To move from one strong, iconic Star Wars woman to another: Have you seen this? E.K. Johnston is writing a book all about Padmé Amidala, legendary badass who the films treated so badly. I’m so excited about this book, Star Wars: Queen’s Shadow. I really hope we’re going to see politicking and backroom dealing, and Padmé being the incredibly intelligent Queen she is.
“When Padmé Naberrie, “Queen Amidala” of Naboo, steps down from her position, she is asked by the newly-elected queen to become Naboo’s representative in the Galactic Senate. Padmé is unsure about taking on the new role, but cannot turn down the request to serve her people. Together with her most loyal handmaidens, Padmé must figure out how to navigate the treacherous waters of politics and forge a new identity beyond the queen’s shadow.”
Speaking of E.K. Johnston, I read one of her novels, A Thousand Nights, and really enjoyed her unique style of storytelling. I really want to read both Ahsoka (another Star Wars tie-in) and, the awesomely titled, Exit, Pursued by a Bear. Exit, Pursued by a Bear is a reference to a stage direction in Shakespeare’s The Winter’s Tale.
[Review of A Thousand Nights]
The Queens of Innis Lear takes a little more obvious inspiration from a Shakespeare play, retelling King Lear. This time it puts the three sisters front and centre. It’s a complicated, beautifully messy world and each sister is complex and full of contradictions.

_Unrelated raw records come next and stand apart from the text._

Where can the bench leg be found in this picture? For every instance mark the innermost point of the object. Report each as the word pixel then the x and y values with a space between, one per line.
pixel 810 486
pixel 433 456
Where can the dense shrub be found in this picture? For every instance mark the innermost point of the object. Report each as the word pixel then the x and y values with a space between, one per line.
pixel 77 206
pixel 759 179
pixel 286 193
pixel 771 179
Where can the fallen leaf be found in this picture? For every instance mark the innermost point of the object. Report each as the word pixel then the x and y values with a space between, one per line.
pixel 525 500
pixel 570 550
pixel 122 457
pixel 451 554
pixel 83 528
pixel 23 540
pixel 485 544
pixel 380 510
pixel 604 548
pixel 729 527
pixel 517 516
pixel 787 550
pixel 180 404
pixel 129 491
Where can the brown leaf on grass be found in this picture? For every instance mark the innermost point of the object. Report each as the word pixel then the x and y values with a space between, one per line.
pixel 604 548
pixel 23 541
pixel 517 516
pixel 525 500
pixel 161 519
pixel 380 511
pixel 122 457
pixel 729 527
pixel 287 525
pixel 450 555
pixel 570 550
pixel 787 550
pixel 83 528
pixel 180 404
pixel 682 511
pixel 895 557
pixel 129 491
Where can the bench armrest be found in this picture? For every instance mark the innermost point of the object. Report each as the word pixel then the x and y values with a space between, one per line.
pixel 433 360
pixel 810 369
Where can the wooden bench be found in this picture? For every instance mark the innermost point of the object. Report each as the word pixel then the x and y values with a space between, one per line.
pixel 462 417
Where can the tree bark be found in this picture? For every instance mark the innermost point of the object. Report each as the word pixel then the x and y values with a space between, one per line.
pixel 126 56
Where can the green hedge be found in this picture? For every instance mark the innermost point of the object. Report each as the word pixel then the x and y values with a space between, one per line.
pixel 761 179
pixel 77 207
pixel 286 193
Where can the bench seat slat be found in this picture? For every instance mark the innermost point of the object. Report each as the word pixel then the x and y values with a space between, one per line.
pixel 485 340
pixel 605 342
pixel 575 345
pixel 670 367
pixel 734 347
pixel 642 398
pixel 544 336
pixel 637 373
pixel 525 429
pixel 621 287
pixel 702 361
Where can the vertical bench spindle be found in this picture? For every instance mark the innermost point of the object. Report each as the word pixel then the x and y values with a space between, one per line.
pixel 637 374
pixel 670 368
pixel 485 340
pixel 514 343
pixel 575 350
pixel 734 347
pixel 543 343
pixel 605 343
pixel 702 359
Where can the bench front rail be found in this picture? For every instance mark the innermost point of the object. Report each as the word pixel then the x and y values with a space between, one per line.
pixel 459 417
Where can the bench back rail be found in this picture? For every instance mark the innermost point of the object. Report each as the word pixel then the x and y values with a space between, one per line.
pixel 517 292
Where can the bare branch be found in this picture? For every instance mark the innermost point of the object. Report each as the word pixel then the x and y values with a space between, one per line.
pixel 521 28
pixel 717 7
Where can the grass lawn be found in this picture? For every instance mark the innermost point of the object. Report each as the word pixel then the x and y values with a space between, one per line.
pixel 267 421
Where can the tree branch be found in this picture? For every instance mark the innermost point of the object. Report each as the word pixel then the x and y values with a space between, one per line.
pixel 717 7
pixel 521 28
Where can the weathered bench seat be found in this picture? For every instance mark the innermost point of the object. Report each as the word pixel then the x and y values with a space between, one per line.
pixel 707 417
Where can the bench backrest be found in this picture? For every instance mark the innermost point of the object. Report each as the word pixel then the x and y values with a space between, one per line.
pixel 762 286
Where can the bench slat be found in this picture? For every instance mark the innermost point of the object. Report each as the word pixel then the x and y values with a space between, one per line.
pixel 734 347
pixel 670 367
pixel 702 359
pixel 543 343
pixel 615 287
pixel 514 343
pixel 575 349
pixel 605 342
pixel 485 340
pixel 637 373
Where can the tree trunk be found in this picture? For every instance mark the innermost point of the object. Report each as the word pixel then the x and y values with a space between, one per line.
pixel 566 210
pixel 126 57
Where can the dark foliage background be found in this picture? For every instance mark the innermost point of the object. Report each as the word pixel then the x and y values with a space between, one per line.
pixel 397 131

[Review of The Queens of Innis Lear]
After reading The Queens of Innis Lear I’ve been keen to read more of Tessa Gratton’s books. I’m incredibly excited to read Strange Grace, which come out this month.
“Once, a witch made a pact with a devil. The legend says they loved each other, but can the story be trusted at all? Find out in this lush, atmospheric fantasy novel that entwines love, lies, and sacrifice.”
In the meantime I’ve started on her back-catalogue. The one that most jumped out at my was The Lost Sun, the first in The United States of Asgard trilogy.
And finally, if you’re interested in a Norse-mythology-infused contemporary world, you definitely have to read the Magnus Chase trilogy by Rick Riordan. In fact, even if you’re not interest now, go read it anyway, you soon will be. It starts with The Sword of Summer.